Thursday, December 30, 2010

A Shameful Anniversary

December 29, 2010 marks the 120th anniversary of the Wounded Knee Massacre, in which the U.S. 7th Cavalry killed almost three hundred members (mostly women, children, and elderly men) of the Lakota Sioux nation- "a thing to melt the heart of a man, if it was of stone, to see those little children, with their bodies shot to pieces, thrown naked into the pit.". The Wounded Knee massacre followed decades of broken treaties, and the near extirpation of the bison on which the plains people largely subsisted. Of course, by the time of westward expansion onto the plains, the slaughter and forced relocation of the autochthonous peoples of the Americas had been well underway for centuries.

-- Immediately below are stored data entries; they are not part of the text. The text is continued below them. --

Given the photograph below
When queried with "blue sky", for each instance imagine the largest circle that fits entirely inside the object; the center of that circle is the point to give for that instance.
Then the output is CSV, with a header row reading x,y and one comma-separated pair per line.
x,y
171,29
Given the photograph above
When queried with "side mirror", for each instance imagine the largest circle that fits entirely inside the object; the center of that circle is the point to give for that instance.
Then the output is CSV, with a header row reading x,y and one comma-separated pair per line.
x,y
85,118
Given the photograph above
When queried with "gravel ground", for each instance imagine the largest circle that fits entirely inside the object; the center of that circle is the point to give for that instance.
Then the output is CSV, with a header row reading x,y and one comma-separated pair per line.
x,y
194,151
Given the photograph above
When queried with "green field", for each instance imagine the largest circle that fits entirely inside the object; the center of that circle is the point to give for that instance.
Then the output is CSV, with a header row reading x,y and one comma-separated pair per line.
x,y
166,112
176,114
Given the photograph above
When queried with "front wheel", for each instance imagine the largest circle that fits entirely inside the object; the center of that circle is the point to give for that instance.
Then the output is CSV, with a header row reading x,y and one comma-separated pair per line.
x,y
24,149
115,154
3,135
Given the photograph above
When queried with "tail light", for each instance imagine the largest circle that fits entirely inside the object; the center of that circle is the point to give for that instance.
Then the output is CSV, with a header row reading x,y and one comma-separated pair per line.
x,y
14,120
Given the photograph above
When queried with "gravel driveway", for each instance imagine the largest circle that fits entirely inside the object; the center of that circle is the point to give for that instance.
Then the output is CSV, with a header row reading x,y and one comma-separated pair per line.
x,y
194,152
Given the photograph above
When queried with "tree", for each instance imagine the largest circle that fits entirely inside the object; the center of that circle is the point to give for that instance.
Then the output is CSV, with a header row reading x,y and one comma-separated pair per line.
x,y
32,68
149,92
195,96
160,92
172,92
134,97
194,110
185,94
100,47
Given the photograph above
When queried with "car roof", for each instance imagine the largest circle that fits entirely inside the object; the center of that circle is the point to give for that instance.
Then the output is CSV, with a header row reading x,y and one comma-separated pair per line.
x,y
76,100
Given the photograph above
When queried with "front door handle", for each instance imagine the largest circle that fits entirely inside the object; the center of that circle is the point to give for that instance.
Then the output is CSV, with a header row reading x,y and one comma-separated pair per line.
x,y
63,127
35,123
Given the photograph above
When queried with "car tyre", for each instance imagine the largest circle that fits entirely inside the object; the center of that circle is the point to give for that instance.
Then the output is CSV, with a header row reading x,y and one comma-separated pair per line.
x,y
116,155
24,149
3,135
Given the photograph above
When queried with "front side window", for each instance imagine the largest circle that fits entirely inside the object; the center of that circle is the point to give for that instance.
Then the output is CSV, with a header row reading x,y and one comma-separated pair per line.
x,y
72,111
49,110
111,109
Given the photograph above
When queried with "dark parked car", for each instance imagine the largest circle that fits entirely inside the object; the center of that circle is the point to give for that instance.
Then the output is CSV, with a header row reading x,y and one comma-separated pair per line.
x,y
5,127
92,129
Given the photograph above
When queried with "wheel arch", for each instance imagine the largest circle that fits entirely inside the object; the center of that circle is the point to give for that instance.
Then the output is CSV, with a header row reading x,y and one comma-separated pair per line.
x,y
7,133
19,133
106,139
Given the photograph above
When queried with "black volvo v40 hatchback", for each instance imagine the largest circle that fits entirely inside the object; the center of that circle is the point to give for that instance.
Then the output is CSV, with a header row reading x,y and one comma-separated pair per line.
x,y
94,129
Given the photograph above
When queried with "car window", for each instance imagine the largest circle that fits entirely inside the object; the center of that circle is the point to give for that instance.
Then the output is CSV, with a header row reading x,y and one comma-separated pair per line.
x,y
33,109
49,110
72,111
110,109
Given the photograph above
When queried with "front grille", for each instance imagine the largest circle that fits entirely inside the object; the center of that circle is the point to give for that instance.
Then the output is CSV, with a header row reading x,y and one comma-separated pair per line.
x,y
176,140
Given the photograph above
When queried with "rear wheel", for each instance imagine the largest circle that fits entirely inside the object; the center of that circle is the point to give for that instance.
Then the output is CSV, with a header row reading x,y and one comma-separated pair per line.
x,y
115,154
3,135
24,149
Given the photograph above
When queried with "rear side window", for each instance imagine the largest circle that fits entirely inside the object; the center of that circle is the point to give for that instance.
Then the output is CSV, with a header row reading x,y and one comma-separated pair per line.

Dee Brown's Bury My Heart at Wounded Knee is probably the best introduction to the horrific treatment received by the indigenous people of the Americas. It is a read that haunts the reader long after the book is put down.

Of course, the latest ill-timed right wing screamfest results from President Obama expressing his support for the United Nations Declaration on the Rights of Indigenous People. After centuries of wanton slaughter, broken treaties, and heinous mistreatment, many Native Americans are mired in poverty- making light of their plight in an effort to count coup on a political opponent is simply despicable.

Thom Hartmann devoted a goodly chunk of time to the Wounded Knee massacre on his 12/29 show, so a nod of the naked noggin is due to him.

5 comments:

Big Bad Bald Bastard said...

If you are a Wizard of Oz fan, you may not want to look up "L. Frank Baum" & "Wounded Knee". Gadzooks, I hope it was some really, really bitter Juvanalian satire, in the vein of A Modest Proposal. I always knew Rand was a shitbag, but Baum? That's a blow.

Big Bad Bald Bastard said...

Uh, Juvenalian... it's 5:19 and I am likely to be eaten by a grue.

Willy said...

Another good read is "The Last Days of the Sioux Nation" by Robert Utley.

The whole thing is online in Google Books.

zombie rotten mcdonald said...

Even more at the link, if you can take it.

Nope. I nearly puked a lung with that one paragraph. It's like Vox Day.

zencomix said...

Corndogs and Englishmen is a photo essay I did about Wounded Knee.